April 11, 2004 / Read Luke 24:1-8

This changes everything.  I can't count the number of times that I have heard that sentiment, or something like it in advertisements and other communications.  In reality, however, very few things that we experience in our lives truly do "change everything."  I remember two and a half years ago sleeping late on a Tuesday morning only to be awakened by a telephone call.  "You have to turn on the TV," our friend Rebecca spit out.  When we followed her advice, we saw the World Trade Center towers burning.  In the years since September 11, 2001, we've been told any number of times that the events of that day "changed everything."  But in reality, not all that much has changed.  Sure, we have more stringent security at airports and we've plunged our young people into two wars in the wake of the September 11 attacks, but you can't truly say that everything has changed.  One hundred years from now, people will certainly remember those events as important to the unfolding history of the world, but will they be seen as "changing everything"?  I rather doubt it.

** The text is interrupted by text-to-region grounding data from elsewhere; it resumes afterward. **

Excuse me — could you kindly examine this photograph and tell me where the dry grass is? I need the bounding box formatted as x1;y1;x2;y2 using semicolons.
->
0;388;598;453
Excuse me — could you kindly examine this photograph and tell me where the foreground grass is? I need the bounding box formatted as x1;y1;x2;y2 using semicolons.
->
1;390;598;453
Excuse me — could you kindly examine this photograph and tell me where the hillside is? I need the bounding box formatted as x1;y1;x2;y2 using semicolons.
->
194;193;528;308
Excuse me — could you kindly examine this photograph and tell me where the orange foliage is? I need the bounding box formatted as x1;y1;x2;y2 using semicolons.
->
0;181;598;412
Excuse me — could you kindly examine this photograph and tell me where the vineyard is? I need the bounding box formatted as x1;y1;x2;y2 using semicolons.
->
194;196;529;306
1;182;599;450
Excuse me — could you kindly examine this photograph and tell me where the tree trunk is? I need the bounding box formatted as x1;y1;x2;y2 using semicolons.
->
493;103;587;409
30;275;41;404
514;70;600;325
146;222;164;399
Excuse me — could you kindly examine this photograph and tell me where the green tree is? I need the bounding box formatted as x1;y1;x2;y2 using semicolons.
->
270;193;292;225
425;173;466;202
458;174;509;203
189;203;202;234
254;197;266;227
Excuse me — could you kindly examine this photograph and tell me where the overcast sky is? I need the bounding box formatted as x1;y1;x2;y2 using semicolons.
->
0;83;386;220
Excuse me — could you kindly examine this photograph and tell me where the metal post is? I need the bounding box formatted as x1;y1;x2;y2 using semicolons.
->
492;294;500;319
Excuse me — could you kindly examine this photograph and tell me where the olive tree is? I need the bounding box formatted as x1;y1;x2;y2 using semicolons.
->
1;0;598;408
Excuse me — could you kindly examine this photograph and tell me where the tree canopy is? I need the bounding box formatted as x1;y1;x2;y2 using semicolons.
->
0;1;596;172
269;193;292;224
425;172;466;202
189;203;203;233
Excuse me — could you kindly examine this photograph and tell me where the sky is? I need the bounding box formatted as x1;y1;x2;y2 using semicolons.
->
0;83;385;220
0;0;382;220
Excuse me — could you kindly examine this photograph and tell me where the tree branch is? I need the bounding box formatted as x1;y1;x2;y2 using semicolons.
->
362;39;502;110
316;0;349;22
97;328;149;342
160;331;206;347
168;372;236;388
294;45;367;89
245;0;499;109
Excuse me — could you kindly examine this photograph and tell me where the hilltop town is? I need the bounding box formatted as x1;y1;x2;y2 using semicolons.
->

In a way, of course, every little event that happens "changes everything."  That's what they refer to as the Butterfly Effect.  It's the idea that a butterfly's wing flapping in Virginia can set off a hurricane in Venezuela.  But we're not talking about that sort of global change.  We're talking about an utterly cataclysmic, world-altering, never-go-back kind of change.  Those sorts of events remain blessedly rare.  Even Noah's flood, as far-reaching as it turned out to be, didn't change everything.  The people turned out to be largely the same--although fewer--as did the animals.  Almost as soon as the last of the mud dried up, the descendants of Noah were plunged back into sin.  Sin is, as it turns out, a pretty dependable constant in human behavior.  If you could invest your money in the Sin Futures Market, you'd be pretty sure to die wealthy.  (Come to think of it, maybe that's what the pornographers and casino operators and many others are doing.)  We have all the sin that we can handle because of one of those rare "change-everything" events.  The Fall--"Man's first disobedience," as John Milton described it--ensured that death and sin would hold sway over mankind until something happened to set things right. 

Easter represents that something.  "Why do you look for the living among the dead?" the angel asked the women at the tomb.  Why indeed?  Those women, despite either witnessing or hearing about Lazarus' return, expected that dead people would remain dead.  It seemed a reasonable thing to them.  But what they only began to understand on that blessed Sunday, was that, in paying the full penalty for every dram of human sin while hanging on that cross, Jesus had indeed changed everything.

It's too easy for us to get swept away in an avalanche of jelly beans and familiar hymns.  We can say the words without really understanding them.  But when we do stop and contemplate an empty tomb seen in the first rays of a Sunday morning, we have to recognize that Easter celebrates events that changed everything.  "This changes everything."  Christ is risen indeed!